Te va a encantar a dónde vamos.

Bastante pronto, llegaron a su destino.

Noah entró en un estacionamiento bien iluminado, y mientras el coche disminuía la velocidad hasta detenerse, los ojos de Sarah se abrieron de sorpresa.

—¡Bienvenida a la pista de carreras!

—anunció Noah, saliendo del coche y abriéndole la puerta.

Sarah salió, mirando alrededor con asombro.

—¿Cómo sabías que me gusta ver carreras?

¿Te lo dijo Layla antes?

—preguntó, con la voz llena de emoción.

Noah negó con la cabeza sonriendo.

—No, solo fue una suposición afortunada.

Mientras procesaba su respuesta, un pensamiento repentinamente golpeó a Sarah, y su emoción disminuyó un poco.

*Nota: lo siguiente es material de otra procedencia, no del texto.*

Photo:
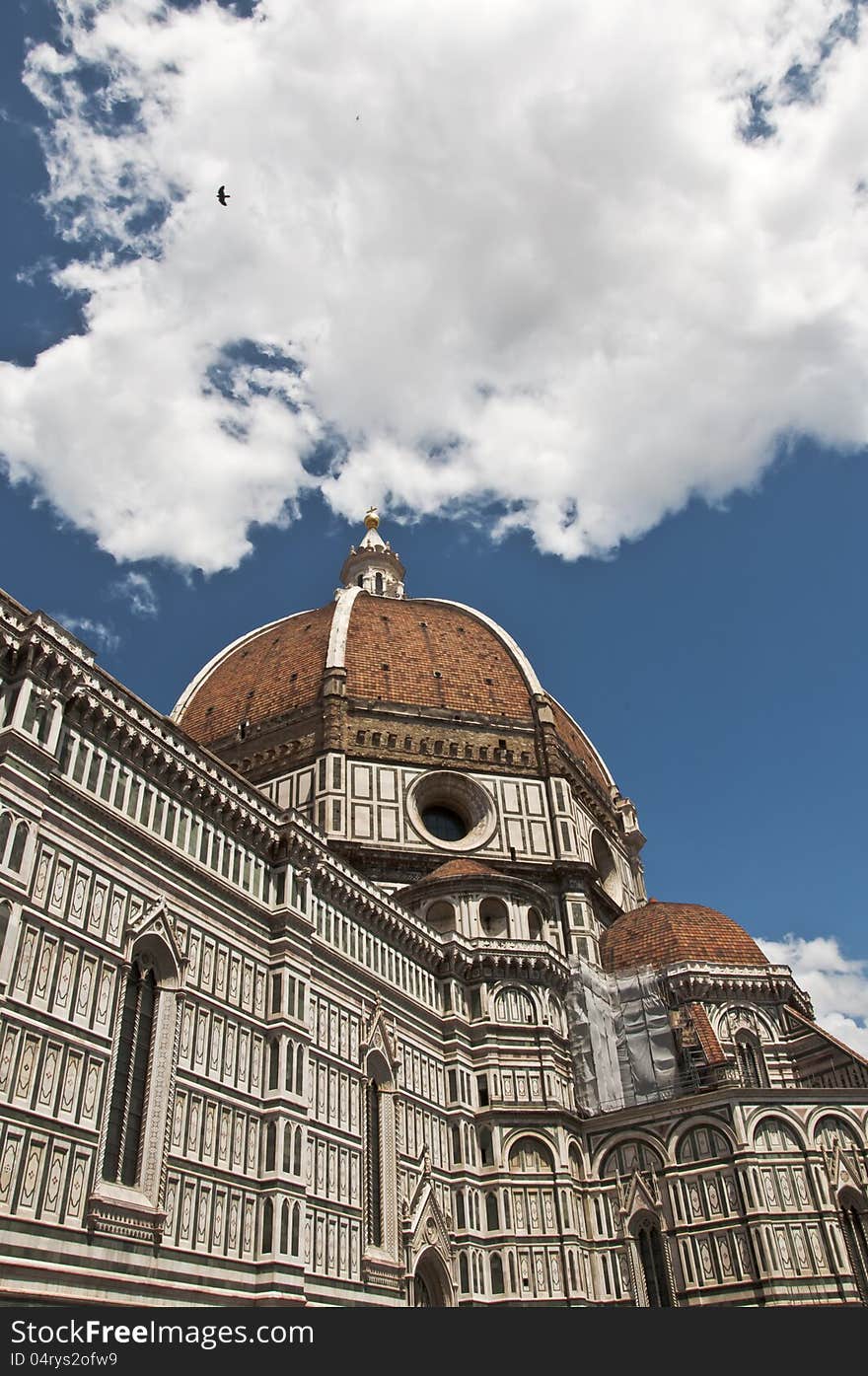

—¡Oh no, olvidé decirle a Layla que iba a salir!

—exclamó, llevando instintivamente la mano a su teléfono.

Antes de que pudiera hacer la llamada, Noah suavemente tomó su mano.

—Está bien —dijo para tranquilizarla—.

Solo envíale un mensaje diciéndole que saliste un rato y que volverás pronto.

No hay necesidad de preocuparse.

Sarah lo miró por un momento, su preocupación inicial disipándose al ver la calma confianza en sus ojos.

Con un asentimiento, rápidamente escribió un mensaje a Layla, haciéndole saber que volvería pronto.

Una vez enviado el mensaje, Noah tomó su mano otra vez, esta vez guiándola hacia el área de espectadores.

La pista de carreras estaba sorprendentemente llena, con una alineación de coches elegantes y potentes listos para competir.

Entre ellos había modelos como el Porsche 911, Ford Mustang y Corvette.

El Lamborghini de Noah naturalmente captó la atención de todos alrededor.

Los espectadores y corredores comenzaron a susurrar, especulando si este recién llegado estaba a punto de unirse a la competición.

Uno de los corredores, un joven que parecía en todo aspecto un rico heredero de segunda generación, se acercó a Noah.

Sus ojos brillaban con admiración mientras contemplaba el Lamborghini.

—Buen coche, tío —dijo el chico, extendiendo una mano—.

Soy Jackson, por cierto.

El Porsche 911 de allá es mío.

Noah estrechó su mano, intercambiando presentaciones.

Jackson parecía estar en sus primeros veinte años, con el comportamiento confiado y relajado de alguien que había estado rodeado de coches rápidos toda su vida.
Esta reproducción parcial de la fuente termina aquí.